Wiener Zeitung: Leitartikel von Walter Hämmerle: "Neue Partei, neues Glück"

Ausgabe vom 13. Juli 2012

Wien (OTS) - Wer in der Politik nach Generalabsolution strebt,
etwa für in der Vergangenheit begangene Sünden wider die geschriebenen und ungeschriebenen Gebote der demokratischen Anständigkeit, der gründet einfach eine neue Partei. Das erinnert entfernt an die kreative Verpackungsindustrie für faule Kredite: Auch hier weiß am Ende niemand, wo genau der Dreck - in diesem Fall die politische Sauerei - drinnen steckt. Und am Ende stehen alle mit blütenreiner Weste vor dem Publikum. Ein Wunder.

Was kann daher die heutige FPÖ für die legalen und illegalen Unanständigkeiten unter Schwarz-Blau? Gar nichts natürlich. Weil sich bekanntlich die alte FPÖ mit dem Haider Jörg an der Spitze 2005 von selbst verabschiedete.

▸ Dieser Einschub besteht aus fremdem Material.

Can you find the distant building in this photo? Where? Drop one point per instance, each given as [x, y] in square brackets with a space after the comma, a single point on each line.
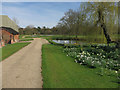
[8, 31]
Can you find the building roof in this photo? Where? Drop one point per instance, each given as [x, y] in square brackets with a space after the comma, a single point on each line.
[5, 21]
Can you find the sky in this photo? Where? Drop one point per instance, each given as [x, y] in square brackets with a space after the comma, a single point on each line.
[37, 13]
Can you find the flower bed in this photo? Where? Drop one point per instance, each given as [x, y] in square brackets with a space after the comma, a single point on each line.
[94, 56]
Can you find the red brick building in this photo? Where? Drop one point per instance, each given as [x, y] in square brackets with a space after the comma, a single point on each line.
[8, 31]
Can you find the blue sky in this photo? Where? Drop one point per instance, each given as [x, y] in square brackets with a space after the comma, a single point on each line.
[37, 13]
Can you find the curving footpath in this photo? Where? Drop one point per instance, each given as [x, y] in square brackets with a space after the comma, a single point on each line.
[23, 69]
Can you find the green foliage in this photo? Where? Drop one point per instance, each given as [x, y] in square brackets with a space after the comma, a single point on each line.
[59, 71]
[95, 56]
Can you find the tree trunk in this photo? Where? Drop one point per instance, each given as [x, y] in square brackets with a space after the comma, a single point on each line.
[106, 33]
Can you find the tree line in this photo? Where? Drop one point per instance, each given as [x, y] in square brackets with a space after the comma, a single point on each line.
[90, 19]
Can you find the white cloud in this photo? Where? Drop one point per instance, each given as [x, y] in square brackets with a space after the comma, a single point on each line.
[59, 0]
[29, 15]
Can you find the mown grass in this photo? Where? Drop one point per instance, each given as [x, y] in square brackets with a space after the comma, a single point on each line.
[9, 49]
[59, 71]
[30, 39]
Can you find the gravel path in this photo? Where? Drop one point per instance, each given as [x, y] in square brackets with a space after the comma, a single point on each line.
[23, 69]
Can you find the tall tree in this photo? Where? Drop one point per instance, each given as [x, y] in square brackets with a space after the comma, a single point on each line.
[99, 12]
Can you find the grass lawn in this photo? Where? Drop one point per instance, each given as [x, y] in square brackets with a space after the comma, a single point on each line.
[9, 49]
[30, 39]
[60, 71]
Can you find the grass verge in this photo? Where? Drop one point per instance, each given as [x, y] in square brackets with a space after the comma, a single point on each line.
[30, 39]
[59, 71]
[9, 49]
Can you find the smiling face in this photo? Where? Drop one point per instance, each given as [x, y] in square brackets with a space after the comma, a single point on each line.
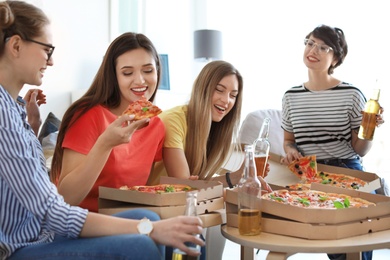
[224, 97]
[316, 60]
[137, 75]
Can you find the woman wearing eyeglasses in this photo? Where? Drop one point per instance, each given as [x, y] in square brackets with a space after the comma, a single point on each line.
[35, 221]
[322, 116]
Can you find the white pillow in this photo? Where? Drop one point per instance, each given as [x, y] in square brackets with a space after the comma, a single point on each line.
[251, 125]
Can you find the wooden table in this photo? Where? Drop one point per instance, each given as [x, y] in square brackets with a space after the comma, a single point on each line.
[281, 247]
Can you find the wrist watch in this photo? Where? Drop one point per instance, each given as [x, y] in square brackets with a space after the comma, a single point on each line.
[145, 226]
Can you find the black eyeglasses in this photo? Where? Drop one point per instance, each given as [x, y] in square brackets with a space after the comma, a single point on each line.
[321, 48]
[49, 52]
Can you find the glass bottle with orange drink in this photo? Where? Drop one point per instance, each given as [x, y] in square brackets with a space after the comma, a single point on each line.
[191, 198]
[371, 109]
[262, 147]
[249, 192]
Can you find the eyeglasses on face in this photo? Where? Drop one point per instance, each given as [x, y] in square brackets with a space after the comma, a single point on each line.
[49, 52]
[321, 48]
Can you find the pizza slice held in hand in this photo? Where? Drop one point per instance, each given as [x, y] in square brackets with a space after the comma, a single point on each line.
[304, 167]
[142, 108]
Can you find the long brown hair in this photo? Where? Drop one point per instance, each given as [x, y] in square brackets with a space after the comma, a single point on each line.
[104, 89]
[208, 143]
[20, 18]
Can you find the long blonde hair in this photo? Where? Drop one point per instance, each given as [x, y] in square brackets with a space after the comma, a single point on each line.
[104, 89]
[208, 143]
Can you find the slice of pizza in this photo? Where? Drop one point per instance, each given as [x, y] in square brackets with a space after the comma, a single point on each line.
[142, 108]
[159, 188]
[304, 167]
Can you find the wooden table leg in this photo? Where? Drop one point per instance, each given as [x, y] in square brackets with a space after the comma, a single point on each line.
[354, 256]
[247, 253]
[277, 256]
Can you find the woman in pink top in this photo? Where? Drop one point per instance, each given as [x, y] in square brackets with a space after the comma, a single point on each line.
[93, 147]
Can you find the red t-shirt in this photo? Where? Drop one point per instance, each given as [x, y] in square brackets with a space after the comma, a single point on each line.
[128, 164]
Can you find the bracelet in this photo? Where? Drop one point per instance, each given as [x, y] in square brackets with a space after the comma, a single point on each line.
[229, 182]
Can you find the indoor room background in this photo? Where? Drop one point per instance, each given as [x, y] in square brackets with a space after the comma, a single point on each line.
[263, 39]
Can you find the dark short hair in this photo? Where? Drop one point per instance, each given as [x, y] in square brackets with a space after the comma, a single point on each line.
[335, 38]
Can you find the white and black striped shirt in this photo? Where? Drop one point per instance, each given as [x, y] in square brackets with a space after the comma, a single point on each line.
[322, 121]
[31, 210]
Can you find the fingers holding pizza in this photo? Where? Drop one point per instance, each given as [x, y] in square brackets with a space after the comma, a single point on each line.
[121, 130]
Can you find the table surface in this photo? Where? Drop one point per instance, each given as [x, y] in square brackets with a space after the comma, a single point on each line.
[292, 245]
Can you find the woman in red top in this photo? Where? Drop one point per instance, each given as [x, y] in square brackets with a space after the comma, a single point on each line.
[94, 148]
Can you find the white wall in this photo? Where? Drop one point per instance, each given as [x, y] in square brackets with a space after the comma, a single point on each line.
[263, 39]
[81, 36]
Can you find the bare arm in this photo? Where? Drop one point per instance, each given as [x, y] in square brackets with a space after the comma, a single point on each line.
[362, 147]
[80, 172]
[172, 232]
[176, 163]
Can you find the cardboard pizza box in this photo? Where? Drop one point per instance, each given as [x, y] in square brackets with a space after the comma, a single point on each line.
[319, 216]
[280, 174]
[207, 210]
[206, 190]
[281, 226]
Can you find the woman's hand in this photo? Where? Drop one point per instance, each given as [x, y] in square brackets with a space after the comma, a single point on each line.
[34, 98]
[121, 130]
[175, 231]
[264, 185]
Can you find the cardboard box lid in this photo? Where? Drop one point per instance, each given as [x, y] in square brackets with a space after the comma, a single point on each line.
[204, 207]
[206, 189]
[280, 226]
[163, 199]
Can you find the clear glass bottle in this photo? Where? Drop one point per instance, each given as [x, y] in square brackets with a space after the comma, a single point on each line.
[191, 197]
[371, 109]
[249, 193]
[262, 147]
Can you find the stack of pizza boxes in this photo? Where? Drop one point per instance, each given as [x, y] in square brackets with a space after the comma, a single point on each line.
[209, 208]
[311, 223]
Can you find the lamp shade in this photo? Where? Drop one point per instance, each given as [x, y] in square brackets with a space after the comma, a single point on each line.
[207, 44]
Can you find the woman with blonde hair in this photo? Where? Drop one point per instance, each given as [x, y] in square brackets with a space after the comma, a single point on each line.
[200, 136]
[35, 221]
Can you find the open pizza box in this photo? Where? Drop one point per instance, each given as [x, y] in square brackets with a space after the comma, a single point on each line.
[319, 216]
[206, 207]
[286, 226]
[280, 174]
[210, 198]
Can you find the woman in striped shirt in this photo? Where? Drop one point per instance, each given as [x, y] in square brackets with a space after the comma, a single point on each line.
[322, 116]
[35, 222]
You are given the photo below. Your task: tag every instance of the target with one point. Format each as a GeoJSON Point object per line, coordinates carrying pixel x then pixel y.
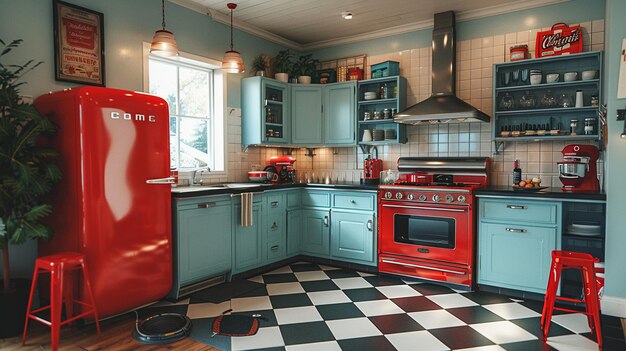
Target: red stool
{"type": "Point", "coordinates": [57, 265]}
{"type": "Point", "coordinates": [585, 263]}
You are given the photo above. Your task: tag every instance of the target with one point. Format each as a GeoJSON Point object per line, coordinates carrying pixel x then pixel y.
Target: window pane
{"type": "Point", "coordinates": [193, 134]}
{"type": "Point", "coordinates": [194, 92]}
{"type": "Point", "coordinates": [163, 82]}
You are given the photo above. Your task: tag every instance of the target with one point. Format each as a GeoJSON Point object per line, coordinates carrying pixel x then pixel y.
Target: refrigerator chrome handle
{"type": "Point", "coordinates": [168, 180]}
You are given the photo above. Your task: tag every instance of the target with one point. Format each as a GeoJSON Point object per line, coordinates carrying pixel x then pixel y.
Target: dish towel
{"type": "Point", "coordinates": [246, 210]}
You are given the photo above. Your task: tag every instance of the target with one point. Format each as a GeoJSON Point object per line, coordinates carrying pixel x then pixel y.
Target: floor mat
{"type": "Point", "coordinates": [226, 291]}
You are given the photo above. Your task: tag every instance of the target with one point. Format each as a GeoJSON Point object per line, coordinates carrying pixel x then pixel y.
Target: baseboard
{"type": "Point", "coordinates": [613, 306]}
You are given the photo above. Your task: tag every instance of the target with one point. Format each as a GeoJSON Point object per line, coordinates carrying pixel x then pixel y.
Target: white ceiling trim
{"type": "Point", "coordinates": [402, 29]}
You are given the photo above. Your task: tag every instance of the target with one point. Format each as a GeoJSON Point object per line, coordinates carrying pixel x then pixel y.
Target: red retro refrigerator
{"type": "Point", "coordinates": [114, 202]}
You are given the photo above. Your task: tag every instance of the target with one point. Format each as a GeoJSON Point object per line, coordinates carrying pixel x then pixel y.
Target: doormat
{"type": "Point", "coordinates": [226, 291]}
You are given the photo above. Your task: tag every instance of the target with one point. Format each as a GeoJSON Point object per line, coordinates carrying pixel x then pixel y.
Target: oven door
{"type": "Point", "coordinates": [433, 231]}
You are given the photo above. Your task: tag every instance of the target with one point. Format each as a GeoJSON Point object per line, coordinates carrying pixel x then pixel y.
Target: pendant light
{"type": "Point", "coordinates": [232, 61]}
{"type": "Point", "coordinates": [163, 42]}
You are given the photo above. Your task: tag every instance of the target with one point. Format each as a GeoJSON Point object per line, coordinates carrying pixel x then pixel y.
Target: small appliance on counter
{"type": "Point", "coordinates": [283, 167]}
{"type": "Point", "coordinates": [578, 170]}
{"type": "Point", "coordinates": [371, 169]}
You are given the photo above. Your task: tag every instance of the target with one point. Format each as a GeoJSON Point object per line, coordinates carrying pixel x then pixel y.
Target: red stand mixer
{"type": "Point", "coordinates": [578, 171]}
{"type": "Point", "coordinates": [283, 166]}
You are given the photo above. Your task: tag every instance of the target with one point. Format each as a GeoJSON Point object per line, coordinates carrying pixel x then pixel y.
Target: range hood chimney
{"type": "Point", "coordinates": [443, 105]}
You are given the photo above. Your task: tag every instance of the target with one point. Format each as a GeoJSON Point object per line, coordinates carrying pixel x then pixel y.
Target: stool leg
{"type": "Point", "coordinates": [550, 298]}
{"type": "Point", "coordinates": [90, 292]}
{"type": "Point", "coordinates": [56, 300]}
{"type": "Point", "coordinates": [30, 303]}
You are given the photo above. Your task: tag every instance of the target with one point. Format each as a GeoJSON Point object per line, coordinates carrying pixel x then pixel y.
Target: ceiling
{"type": "Point", "coordinates": [311, 24]}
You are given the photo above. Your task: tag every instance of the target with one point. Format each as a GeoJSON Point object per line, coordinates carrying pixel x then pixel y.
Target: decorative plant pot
{"type": "Point", "coordinates": [283, 77]}
{"type": "Point", "coordinates": [304, 79]}
{"type": "Point", "coordinates": [13, 306]}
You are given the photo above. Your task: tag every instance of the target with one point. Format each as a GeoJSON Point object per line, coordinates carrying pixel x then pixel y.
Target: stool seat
{"type": "Point", "coordinates": [583, 262]}
{"type": "Point", "coordinates": [60, 266]}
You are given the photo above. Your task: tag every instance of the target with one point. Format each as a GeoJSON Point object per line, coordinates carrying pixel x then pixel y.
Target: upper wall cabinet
{"type": "Point", "coordinates": [265, 108]}
{"type": "Point", "coordinates": [275, 113]}
{"type": "Point", "coordinates": [554, 98]}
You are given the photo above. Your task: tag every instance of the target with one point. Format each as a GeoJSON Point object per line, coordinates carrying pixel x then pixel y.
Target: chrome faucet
{"type": "Point", "coordinates": [199, 182]}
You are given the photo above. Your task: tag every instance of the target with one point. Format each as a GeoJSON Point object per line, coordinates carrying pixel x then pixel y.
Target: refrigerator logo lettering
{"type": "Point", "coordinates": [131, 117]}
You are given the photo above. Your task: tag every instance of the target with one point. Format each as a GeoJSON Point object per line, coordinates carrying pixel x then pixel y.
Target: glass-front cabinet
{"type": "Point", "coordinates": [377, 101]}
{"type": "Point", "coordinates": [554, 98]}
{"type": "Point", "coordinates": [265, 110]}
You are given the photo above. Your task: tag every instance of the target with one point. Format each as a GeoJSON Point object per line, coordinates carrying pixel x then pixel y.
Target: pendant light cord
{"type": "Point", "coordinates": [231, 29]}
{"type": "Point", "coordinates": [163, 13]}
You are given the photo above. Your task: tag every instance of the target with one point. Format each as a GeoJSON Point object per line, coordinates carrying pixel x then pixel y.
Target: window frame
{"type": "Point", "coordinates": [218, 103]}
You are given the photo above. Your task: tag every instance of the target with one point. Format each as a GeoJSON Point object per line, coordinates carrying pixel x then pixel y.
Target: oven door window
{"type": "Point", "coordinates": [425, 231]}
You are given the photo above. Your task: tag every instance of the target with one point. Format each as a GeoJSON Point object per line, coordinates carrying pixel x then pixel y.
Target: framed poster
{"type": "Point", "coordinates": [78, 44]}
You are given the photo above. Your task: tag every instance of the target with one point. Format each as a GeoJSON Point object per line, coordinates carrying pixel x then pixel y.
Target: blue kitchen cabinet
{"type": "Point", "coordinates": [515, 241]}
{"type": "Point", "coordinates": [265, 109]}
{"type": "Point", "coordinates": [248, 241]}
{"type": "Point", "coordinates": [306, 114]}
{"type": "Point", "coordinates": [315, 235]}
{"type": "Point", "coordinates": [516, 256]}
{"type": "Point", "coordinates": [353, 236]}
{"type": "Point", "coordinates": [340, 114]}
{"type": "Point", "coordinates": [202, 241]}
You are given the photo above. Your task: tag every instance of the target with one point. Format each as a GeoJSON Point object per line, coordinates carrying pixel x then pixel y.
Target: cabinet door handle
{"type": "Point", "coordinates": [207, 204]}
{"type": "Point", "coordinates": [513, 230]}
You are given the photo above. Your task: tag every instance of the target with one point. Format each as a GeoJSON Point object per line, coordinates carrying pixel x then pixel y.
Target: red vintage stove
{"type": "Point", "coordinates": [426, 219]}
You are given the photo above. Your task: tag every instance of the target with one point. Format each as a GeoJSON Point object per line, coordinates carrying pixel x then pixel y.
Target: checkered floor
{"type": "Point", "coordinates": [316, 307]}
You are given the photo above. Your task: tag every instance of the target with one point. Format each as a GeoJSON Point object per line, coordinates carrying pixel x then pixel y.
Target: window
{"type": "Point", "coordinates": [193, 89]}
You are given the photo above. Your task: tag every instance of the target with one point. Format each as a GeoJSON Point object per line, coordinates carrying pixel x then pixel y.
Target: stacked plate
{"type": "Point", "coordinates": [584, 229]}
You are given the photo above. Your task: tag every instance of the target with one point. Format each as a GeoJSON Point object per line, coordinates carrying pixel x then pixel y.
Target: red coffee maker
{"type": "Point", "coordinates": [284, 168]}
{"type": "Point", "coordinates": [371, 169]}
{"type": "Point", "coordinates": [578, 171]}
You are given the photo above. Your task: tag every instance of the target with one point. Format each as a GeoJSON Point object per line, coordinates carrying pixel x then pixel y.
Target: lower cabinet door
{"type": "Point", "coordinates": [248, 241]}
{"type": "Point", "coordinates": [204, 242]}
{"type": "Point", "coordinates": [352, 236]}
{"type": "Point", "coordinates": [294, 229]}
{"type": "Point", "coordinates": [314, 239]}
{"type": "Point", "coordinates": [515, 256]}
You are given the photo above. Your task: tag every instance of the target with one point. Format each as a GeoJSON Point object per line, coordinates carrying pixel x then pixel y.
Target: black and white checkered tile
{"type": "Point", "coordinates": [316, 307]}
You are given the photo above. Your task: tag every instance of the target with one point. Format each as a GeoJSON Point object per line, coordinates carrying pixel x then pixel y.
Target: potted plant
{"type": "Point", "coordinates": [27, 173]}
{"type": "Point", "coordinates": [282, 65]}
{"type": "Point", "coordinates": [304, 68]}
{"type": "Point", "coordinates": [259, 65]}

Also müsste doch zumindest das BZÖ, das Haider in der Folge ins Leben rief, für die Sünden geradestehen. "Sicher nicht", schallt es einem aus der Truppe von Josef Bucher und Co entgegen. Diese pochen besonders auf die Gnade der späten Geburt. Dabei waren die Orangen im Süden bis 2010 an den süßen Hebeln der Macht, die Narrenfreiheit bedeuten; zwar in konkreter Gestalt der Freiheitlichen Partei Kärnten FPK, aber dennoch wenigstens im Geiste eins mit dem BZÖ im Bund. Übrigens auch noch unter Bucher.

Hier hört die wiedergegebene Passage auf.